Nous avons examiné les fonctions les plus communes de la métaphore et la comparaison mais cette liste n’est nullement exhaustive. Le raisonnement d’un écrivain est tellement complexe qu’il ne peut pas se résumer à une volonté d’embellir ou d’expliquer. D’ailleurs, selon Wikberg :

The orthodox view is that metaphors are descriptive, in literature often ‘decorative’. That of course is a crude simplification because languages also have other means of describing. If a metaphor is used instead of a literal expression, the author must be describing with a purpose and has made a deliberate choice. (Wikberg 2004 : 259)
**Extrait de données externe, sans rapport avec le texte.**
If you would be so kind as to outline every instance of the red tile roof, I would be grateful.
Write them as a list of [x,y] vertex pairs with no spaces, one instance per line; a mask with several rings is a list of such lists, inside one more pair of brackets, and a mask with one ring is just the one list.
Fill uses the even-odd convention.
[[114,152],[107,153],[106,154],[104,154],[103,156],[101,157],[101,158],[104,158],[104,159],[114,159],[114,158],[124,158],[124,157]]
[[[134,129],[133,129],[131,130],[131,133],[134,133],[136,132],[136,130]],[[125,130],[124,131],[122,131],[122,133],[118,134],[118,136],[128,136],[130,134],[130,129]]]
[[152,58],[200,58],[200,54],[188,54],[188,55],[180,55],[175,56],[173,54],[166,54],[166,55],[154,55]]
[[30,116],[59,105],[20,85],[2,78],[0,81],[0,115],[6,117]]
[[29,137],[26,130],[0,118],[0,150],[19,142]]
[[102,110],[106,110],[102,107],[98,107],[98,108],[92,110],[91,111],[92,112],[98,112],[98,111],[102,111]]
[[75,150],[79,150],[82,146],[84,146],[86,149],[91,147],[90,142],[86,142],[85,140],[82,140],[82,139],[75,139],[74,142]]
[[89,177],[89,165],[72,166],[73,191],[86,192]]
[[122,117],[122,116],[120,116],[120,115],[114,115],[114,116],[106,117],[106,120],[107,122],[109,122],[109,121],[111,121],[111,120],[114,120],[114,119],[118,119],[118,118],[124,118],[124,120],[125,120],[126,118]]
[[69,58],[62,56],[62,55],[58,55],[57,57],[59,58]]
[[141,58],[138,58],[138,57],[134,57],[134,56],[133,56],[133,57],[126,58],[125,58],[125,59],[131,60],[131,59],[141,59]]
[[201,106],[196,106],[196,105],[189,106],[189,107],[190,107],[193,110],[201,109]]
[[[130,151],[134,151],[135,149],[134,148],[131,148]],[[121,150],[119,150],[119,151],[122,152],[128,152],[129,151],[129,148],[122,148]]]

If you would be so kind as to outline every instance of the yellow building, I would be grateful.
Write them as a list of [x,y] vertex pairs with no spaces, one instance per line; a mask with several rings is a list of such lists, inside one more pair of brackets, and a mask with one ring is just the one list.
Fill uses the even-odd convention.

Cela s’applique à toutes les figures de style : « l’énonciateur en choisissant la figure dit exactement ce qu’il veut dire et propose son expression comme la plus juste en contexte » (Gaudin-Bordes & Salvan 2009 : 121). Concernant certains tropes, comme les métaphores vives, qui sont des inventions de l’auteur, il est indiscutable que le choix de ce dernier a été fait avec un but très précis. Il n’est pas toujours qu’une simple question d’embellissement, d’économie ou de pédagogie. Pour conclure cette partie, nous proposons que la métaphore a rarement une seule fonction, et qu’en même temps « la métaphore peut être explicative et didactique, descriptive et pittoresque, esthétique et « sensuelle», éclairante et profonde » (Morier 1989 : 679).